MicroRNAs (miRNAs) are a class of highly evolutionarily conserved non-coding RNAs (ncRNAs) that modulate gene expression. They play fundamental roles in the regulation of gene expression by pairing via partial Watson and Crick interactions with complementary sequences within the 3′ untranslated regions (3′UTRs) of targeted transcripts Citation[1] and several studies have shown that the expression of miRNAs is deregulated in human malignancies. For ncRNAs and miRNAs, such gene-profiling studies in tumorigenic tissues have identified significant signatures that are of both diagnostic and prognostic value. The challenge is to translate the numerous known examples linking dysregulated expression of miRNAs to cancer into the development of novel therapeutics.
In this issue, the authors Cho et al. Citation[2] summarize the implications of miRNAs in malignancies and discuss the functions of both oncogenic and tumor suppressive miRNAs. The Expert Opinion represents an important summary of the current field, and the efforts and steps taken to use miRNAs as potential applications in therapy for the treatment of cancers. As discussed earlier Citation[3], the importance of miRNAs in fine-tuning gene expression is highlighted by the demonstration that changes in the abundance of a single miRNA can affect the levels of expression of hundreds of different proteins. Thus, it is not surprising that a single dysregulated miRNA can push cells into a transformed state.

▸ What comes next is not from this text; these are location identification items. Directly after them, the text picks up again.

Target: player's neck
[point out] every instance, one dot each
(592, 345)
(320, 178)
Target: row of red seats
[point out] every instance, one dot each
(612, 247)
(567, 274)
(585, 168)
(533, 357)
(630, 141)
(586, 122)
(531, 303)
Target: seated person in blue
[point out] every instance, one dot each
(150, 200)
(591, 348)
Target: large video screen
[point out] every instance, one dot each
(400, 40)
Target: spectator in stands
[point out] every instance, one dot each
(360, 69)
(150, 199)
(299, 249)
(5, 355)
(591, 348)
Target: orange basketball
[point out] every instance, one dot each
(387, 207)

Even nowadays the number of identified miRNAs is high, the number of experimentally validated targets is meager. A single miRNA can target several mRNAs through imperfect base complementarity Citation[4] and bioinformatics data have shown that many miRNAs are highly conserved, which suggests a strong evolutionary pressure. Indeed, miRNA deficiencies or excesses have been linked with a variety of clinically important diseases, among them are viral infections, myocardial infarction, metabolic diseases, neurodegenerative diseases or, as presented in the published article, cancer Citation[5].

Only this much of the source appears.